Aber er mußte sich bewegen. Dieses Ding durfte ihn nicht besiegen. Ein Jedi-Ritter würde nicht auf so schreckliche Weise sterben Schließlich hatte er ganz allein gegen einen riesigen Rancor und gegen Tusken-Räuber gekämpft. Er konnte alles überleben.
Alles.
Wieder kam das Monstrum auf ihn zu. Luke richtete sich langsam auf und zog einen der Splitter aus seinem Arm. Als sich die Franke des Monstrums wieder hob, rammte Luke den Splitter in den weichen Ballen an deren Unterseite.
Das Monstrum stieß ein schauerliches Gebrüll aus und schüttelte seine verletzte Tatze. Die weißen Haare fielen ihm aus wie Schnee. Jetzt stand die Bestie auf drei Beinen und biß in die Pranke des vierten.
Luke hatte nicht vor abzuwarten, was als nächstes geschehen würde.
Er rannte, so schnell sein verletzter Knöchel das zuließ, um das Monstrum herum auf die Pritsche zu. Aber er fand keine Möglichkeit, sich zu verstecken. Das Gitter in der Decke war zu hoch, als daß er es mit dem verletzten Knöchel erreichen konnte, und wenn er sich unter die Pritsche zwängte, würde das Monstrum dort sicherlich zuerst nachsehen.
Luke humpelte in den nächsten Raum, der erst recht kein geeignetes Versteck bereithielt.

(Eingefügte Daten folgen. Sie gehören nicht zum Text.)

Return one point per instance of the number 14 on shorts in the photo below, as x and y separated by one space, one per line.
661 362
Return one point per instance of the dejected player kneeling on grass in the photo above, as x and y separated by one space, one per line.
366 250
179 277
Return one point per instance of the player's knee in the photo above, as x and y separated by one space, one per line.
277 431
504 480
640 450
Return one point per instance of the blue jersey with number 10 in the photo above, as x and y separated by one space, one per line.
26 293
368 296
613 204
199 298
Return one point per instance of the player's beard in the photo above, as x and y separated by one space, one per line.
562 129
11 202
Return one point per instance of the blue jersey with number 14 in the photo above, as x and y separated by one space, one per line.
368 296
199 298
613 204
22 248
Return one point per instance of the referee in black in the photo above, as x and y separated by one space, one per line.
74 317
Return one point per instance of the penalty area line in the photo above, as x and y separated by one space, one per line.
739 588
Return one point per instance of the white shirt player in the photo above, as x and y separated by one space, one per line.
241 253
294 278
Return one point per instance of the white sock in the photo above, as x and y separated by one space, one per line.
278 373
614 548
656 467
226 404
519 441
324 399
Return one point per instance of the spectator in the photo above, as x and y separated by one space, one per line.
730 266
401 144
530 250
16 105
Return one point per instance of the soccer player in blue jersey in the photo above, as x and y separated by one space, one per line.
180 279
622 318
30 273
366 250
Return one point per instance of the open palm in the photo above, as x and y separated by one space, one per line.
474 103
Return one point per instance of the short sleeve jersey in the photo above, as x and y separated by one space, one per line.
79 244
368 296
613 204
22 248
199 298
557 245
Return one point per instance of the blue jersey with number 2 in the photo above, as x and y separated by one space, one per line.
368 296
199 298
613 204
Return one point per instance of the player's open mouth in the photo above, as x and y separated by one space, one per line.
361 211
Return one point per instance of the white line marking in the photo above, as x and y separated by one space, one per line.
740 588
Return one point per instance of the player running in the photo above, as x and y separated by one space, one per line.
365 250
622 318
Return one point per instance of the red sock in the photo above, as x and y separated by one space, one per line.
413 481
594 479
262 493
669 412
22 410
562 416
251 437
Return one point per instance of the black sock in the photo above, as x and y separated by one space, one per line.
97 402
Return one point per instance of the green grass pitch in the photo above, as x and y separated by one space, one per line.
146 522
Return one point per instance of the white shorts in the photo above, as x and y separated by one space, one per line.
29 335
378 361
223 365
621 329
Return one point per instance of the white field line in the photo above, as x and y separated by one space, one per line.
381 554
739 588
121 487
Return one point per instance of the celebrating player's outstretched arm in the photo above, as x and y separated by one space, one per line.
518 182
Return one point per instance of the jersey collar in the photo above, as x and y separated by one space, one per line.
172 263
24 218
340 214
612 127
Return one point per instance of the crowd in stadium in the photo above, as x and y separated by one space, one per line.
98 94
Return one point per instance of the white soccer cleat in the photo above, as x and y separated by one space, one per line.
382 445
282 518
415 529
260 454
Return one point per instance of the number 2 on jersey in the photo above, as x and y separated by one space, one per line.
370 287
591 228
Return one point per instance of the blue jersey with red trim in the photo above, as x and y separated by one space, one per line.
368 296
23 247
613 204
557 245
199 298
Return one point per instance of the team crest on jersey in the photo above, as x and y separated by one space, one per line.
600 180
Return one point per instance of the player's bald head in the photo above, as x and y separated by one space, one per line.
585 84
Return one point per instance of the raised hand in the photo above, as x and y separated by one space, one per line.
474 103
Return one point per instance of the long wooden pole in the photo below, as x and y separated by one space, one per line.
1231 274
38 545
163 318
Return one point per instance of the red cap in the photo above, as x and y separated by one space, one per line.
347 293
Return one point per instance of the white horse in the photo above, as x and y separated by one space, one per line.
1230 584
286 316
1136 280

Er brauchte einen Moment, bis seine Augen sich an die Dunkelheit angepaßt hatten, dann stellte er fest, daß die Räume sich offenbar immer weiter fortsetzten, Raum um Raum ... und irgendwo aus dieser unbekannten Tiefe mußte das Monstrum gekommen sein Vielleicht warteten dort weitere seiner Artgenossen.
Aber eine dieser Kreaturen war mehr als genug. Die bloße Vorstellung eines ganzen Rudels glich einem Alptraum.
Das Monster wimmerte im Nebenraum. Luke konnte durchaus verstehen, wie ihm zumute war. Er nutzte die kurze Atempause, um die restlichen Splitter aus seinem Fleisch zu ziehen. Er reihte sie wie lange Messer neben sich auf, die einzige Waffe, die ihm gegen diese Bestie zur Verfügung stand.
Mit Ausnahme seines Verstandes.
Dieses riesige Lebewesen schien es nicht darauf abgesehen zu haben, ihm etwas zuleide zu tun. Es war erst unangenehm geworden, als Luke angegriffen hatte. Allem Anschein nach versuchte die Bestie herauszubekommen, mit wem oder was sie es zu tun hatte. Wenn es Luke gelang, sie davon zu überzeugen, daß er nicht der Kategorie Nahrungsmittel angehörte, hatte er vielleicht eine Chance.
Die Frage war bloß, wie er das anstellen sollte.
Das Monstrum hatte jetzt aufgehört zu wimmern und bewegte sich abermals schnuppernd auf Luke zu. Offenbar hatte es den Splitter aus seiner Tatze gezogen. Luke verteilte seine provisorischen Dolche kreisförmig um seinen Körper. Er würde damit lediglich Zeit gewinnen, aber Zeit war etwas, was er dringend brauchte.
Er hatte nicht vor, sich von diesem haarigen Ungeheuer umbringen zu lassen.
Diese Genugtuung wollte er Kueller nicht verschaffen.